Внутренней схеме драматического движения романа, как мы начертили ее выше, это не противоречит: Смердяков ведь это тот хам, логика вещества, та карамазовщина, которая живет в душе Ивана. Казуистика Смердякова в картине «За коньячком» и казуистика черта тождественны. Черт Ивана на самом деле и есть не кто иное,[1 - Так в тексте.] как Смердяков, подстраивающий ему отцеубийство без его ведома. Психологически: разговору с чертом предшествует последнее свидание со Смердяковым, когда тот говорит Ивану: «Вы главный убивец и есть, а я только Вашим приспешником был». В этой сцене у больного Смердякова такое незабываемое лицо, что несомненно, что с него-то и должен начаться кошмар Ивана. Разумеется, Смердяков в виде черта не может оставаться лакеем Смердяковым. Это Смердяков преображенный согласно собственному своему идеалу. Не забудем, что Смердяков западник, что он ненавидит Россию, что он атеист и читает «Святого отца нашего Исаака Сирина слово». Черт, конечно, не сам Смердяков, а мировой дух Смердякова. В нем должна только проскальзывать интонация и кривая усмешка Смердякова. Наконец, вспомним, что Смердяков вешается именно в момент беседы Ивана с чертом и что. когда Алеша приходит сообщить о самоубийстве Смердякова, Иван отвечает: «Я знал!.. он мне сказал», хотя во время беседы с чертом ни словом не упомянуто о Смердякове. Можно себе представить, до чего бы возросло ощущение кошмара и безумия в этой картине, если бы она была так осуществлена на сцене. Кроме того, не надо забывать, что все фантастическое и потустороннее у Достоевского отличается особенной четкостью, так что если бы выбирать в этой сцене, кому быть видимым: Ивану или черту, то конкретность подобала бы более черту.

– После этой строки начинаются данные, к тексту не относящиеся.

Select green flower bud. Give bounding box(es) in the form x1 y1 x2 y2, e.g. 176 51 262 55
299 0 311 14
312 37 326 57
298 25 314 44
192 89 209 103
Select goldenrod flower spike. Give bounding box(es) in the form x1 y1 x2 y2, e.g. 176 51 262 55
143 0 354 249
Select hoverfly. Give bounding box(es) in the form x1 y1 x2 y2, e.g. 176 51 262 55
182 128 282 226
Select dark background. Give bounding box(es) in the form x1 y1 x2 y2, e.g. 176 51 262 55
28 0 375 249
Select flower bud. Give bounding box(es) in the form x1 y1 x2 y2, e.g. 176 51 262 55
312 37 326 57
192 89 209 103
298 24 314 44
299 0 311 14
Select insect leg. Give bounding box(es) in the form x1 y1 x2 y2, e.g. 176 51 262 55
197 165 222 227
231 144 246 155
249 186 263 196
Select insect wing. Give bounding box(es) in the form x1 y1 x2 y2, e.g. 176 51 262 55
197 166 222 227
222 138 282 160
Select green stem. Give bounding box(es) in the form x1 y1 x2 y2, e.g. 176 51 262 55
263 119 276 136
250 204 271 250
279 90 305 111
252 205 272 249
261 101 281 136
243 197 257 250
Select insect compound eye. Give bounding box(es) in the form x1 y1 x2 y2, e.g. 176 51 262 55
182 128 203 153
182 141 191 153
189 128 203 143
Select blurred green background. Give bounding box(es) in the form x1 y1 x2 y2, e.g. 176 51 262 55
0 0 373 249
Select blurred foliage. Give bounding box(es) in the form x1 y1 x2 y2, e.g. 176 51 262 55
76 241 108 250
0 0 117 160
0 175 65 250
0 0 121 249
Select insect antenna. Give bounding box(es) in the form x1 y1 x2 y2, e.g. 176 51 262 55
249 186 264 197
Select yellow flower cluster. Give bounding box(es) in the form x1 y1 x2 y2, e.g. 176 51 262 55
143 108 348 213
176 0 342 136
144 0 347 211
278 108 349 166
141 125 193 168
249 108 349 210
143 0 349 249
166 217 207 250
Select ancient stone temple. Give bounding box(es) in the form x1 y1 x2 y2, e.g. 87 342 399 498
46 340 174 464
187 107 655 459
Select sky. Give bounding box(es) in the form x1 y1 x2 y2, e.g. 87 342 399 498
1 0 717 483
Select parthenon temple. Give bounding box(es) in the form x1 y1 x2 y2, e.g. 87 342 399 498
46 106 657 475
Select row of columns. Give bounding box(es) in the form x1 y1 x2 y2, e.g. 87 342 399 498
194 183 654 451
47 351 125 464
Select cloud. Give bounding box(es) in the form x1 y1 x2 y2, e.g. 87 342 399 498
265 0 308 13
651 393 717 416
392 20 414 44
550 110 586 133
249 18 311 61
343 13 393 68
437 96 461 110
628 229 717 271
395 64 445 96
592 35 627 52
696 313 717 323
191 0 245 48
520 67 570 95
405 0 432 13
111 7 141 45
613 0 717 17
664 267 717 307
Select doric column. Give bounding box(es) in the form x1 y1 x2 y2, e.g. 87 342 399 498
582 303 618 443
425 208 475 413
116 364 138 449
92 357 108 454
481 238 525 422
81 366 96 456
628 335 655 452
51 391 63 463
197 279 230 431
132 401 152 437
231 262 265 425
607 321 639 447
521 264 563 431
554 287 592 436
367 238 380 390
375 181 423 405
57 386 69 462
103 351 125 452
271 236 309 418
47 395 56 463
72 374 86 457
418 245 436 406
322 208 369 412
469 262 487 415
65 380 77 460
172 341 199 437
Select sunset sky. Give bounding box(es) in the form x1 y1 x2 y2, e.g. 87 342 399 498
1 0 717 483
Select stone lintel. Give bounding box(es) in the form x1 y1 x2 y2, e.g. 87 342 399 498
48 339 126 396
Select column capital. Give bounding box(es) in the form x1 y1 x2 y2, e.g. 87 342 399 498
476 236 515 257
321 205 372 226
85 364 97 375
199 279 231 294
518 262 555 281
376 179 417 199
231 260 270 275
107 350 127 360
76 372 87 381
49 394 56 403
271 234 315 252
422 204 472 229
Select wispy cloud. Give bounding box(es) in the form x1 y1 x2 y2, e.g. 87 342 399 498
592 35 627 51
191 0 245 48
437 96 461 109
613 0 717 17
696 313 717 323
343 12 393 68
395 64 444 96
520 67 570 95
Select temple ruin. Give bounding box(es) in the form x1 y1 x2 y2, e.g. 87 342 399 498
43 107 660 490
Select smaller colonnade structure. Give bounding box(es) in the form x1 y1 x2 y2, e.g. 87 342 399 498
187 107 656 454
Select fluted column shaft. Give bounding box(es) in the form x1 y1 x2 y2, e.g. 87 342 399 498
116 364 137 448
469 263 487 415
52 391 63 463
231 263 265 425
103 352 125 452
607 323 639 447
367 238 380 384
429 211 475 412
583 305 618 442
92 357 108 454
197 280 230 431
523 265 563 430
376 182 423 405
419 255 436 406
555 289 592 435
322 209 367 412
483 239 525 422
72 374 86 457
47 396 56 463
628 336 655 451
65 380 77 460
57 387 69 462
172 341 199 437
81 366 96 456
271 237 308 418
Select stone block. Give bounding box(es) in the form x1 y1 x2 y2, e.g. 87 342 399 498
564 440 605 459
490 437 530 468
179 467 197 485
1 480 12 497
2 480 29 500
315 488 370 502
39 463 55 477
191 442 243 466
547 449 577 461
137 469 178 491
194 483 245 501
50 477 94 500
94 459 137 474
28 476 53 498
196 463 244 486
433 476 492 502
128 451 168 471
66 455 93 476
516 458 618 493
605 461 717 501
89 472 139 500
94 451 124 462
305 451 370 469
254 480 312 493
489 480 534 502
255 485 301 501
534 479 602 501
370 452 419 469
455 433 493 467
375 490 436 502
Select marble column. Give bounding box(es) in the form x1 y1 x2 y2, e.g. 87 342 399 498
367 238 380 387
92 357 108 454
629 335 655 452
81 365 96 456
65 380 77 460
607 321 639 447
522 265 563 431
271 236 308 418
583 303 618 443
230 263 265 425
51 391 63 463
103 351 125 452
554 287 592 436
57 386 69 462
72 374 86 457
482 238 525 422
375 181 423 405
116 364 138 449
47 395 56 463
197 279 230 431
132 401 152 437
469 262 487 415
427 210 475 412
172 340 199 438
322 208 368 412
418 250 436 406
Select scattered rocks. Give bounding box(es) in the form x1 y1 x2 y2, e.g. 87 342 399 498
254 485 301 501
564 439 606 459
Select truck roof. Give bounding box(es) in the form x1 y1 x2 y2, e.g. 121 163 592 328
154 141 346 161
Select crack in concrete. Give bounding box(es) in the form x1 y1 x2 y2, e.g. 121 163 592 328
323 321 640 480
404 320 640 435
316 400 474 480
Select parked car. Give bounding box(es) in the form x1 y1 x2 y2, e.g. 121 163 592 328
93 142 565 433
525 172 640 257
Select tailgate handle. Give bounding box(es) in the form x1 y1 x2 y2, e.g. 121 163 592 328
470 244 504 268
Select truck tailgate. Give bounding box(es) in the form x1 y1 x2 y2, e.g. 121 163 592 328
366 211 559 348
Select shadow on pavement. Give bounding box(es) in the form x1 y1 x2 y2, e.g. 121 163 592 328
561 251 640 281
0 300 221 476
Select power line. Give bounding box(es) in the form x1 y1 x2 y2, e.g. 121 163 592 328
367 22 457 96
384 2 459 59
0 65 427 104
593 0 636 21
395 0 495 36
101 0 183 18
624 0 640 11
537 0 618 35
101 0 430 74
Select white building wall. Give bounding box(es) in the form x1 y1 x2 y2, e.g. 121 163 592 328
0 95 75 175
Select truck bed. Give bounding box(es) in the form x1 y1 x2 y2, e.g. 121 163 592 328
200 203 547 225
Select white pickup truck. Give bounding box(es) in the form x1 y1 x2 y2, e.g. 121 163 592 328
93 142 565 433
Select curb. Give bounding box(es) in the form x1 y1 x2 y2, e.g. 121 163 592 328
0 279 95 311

Хорошо передал Дмитрия г. Леонидов. Отсутствие тех сцен, когда Митя ищет денег у купца Самсонова, у Лягавого и г-жи Хохлаковой, лишали его роль того нарастания отчаянья и ярости, которое делает катастрофу неизбежной. Сцены с Феней и с Перхотиным не были достаточно подготовлены, и, быть может, потому в них гнев и пафос Мити казались несколько неожиданны. Но действие в Мокром с избытком покрывало все недочеты. Тут все было верно, и все было на месте: каждая интонация, каждое лицо (лица девок!), каждое движение. Здесь г. Леонидов сумел сочетать глубочайший пафос чувства с самыми обыденными словами и жестами, заставив трепетать истинным восторгом трагического во время судебного допроса и полицейского обыска.

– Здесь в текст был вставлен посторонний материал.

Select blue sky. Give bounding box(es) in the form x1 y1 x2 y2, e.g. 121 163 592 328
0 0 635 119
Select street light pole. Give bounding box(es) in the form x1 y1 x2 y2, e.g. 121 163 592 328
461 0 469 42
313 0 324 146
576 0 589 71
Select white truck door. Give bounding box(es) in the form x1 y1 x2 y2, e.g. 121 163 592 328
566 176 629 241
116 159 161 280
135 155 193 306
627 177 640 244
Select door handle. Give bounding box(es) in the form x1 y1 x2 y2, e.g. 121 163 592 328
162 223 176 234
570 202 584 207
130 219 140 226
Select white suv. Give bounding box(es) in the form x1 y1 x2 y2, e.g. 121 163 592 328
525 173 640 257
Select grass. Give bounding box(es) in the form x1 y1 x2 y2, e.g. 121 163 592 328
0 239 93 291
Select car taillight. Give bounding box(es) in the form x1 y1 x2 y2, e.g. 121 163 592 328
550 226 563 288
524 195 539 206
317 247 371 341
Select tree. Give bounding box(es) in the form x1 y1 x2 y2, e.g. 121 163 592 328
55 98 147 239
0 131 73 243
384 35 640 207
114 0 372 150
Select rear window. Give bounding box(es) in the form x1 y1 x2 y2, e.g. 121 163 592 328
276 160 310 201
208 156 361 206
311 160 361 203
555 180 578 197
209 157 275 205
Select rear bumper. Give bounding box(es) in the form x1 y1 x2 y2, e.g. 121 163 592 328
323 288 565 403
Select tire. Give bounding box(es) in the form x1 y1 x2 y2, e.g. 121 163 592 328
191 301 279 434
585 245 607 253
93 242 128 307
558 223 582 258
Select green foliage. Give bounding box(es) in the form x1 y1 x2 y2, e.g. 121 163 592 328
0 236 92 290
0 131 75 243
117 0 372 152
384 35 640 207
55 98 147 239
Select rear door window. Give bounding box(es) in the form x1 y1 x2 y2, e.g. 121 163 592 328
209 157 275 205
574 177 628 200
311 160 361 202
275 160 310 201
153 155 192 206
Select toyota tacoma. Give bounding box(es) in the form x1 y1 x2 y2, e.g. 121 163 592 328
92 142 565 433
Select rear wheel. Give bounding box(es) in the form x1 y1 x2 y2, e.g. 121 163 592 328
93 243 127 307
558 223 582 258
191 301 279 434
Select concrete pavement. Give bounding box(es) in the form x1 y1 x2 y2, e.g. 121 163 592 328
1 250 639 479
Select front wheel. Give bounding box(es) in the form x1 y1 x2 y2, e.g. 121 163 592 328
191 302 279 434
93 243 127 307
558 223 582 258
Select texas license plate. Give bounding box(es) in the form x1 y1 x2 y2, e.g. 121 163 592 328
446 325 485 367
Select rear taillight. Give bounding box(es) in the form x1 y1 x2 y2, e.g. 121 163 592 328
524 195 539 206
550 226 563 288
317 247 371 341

Г-жа Германова в роли Грушеньки была великолепна. Казалось бы, что может быть немыслимее, как сыграть определенную красоту, воспроизвести определенное обаяние, дать почувствовать тот изгиб тела, который в «пальчике-мизинчике на левой ножке отозвался»? А между тем Германова сумела это сделать. Воплощение Грушеньки оказалось в спектакле Художественного театра таким же чудом, как и воплощение Смердякова. Леонидов-Дмитрий и Качалов-Иван прекрасно провели свои роли, но возможно представить себе и иное прекрасное воспроизведение этих ролей. В Грушеньке же и в Смердякове было нечто безусловное. Созданные лица целиком покрывали собою создавших их актеров.
Дмитрий и Грушенька, Иван и Смердяков – вот тот ансамбль, который необходим, чтобы создать из «Братьев Карамазовых» художественно ценное зрелище. Если же к этим лицам мы прибавим Москвина в роли кап. Снегирева, Бутову в роли Арины Петровны, Адашева – пана Муссяловича и Раевскую – г-жу Хохлакову, то мы будем иметь еще четыре истинно художественных воплощения героев Достоевского.
Алеша (Готовцев) был бесцветен. Да и мог ли бы он быть иным, сведенный невольно до роли наперсника и вестника? Феодор Павлович Карамазов – Лужский – мучительно переигрывал; Гзовская (Катерина Ивановна) была вне общего тона, как картинка, вклеенная из совсем другой книги; Lise (Коренева) была неплоха, но и недостаточно закончена как тип.
Обе сцены с капит. Снегиревым очень хороши, но представляют собою как бы самостоятельную вставку, ничего общего не имеющую с развитием драм Дмитрия и Ивана, так как являются остатками, уцелевшими от разрозненной и разбитой истории Алеши, точно так же как и все сцены с Lise. Особенно интересна Бутова в роли Арины Петровны – сумасшедшей жены Снегирева, тоже нашедшая путь к интимнейшему слиянию с Достоевским.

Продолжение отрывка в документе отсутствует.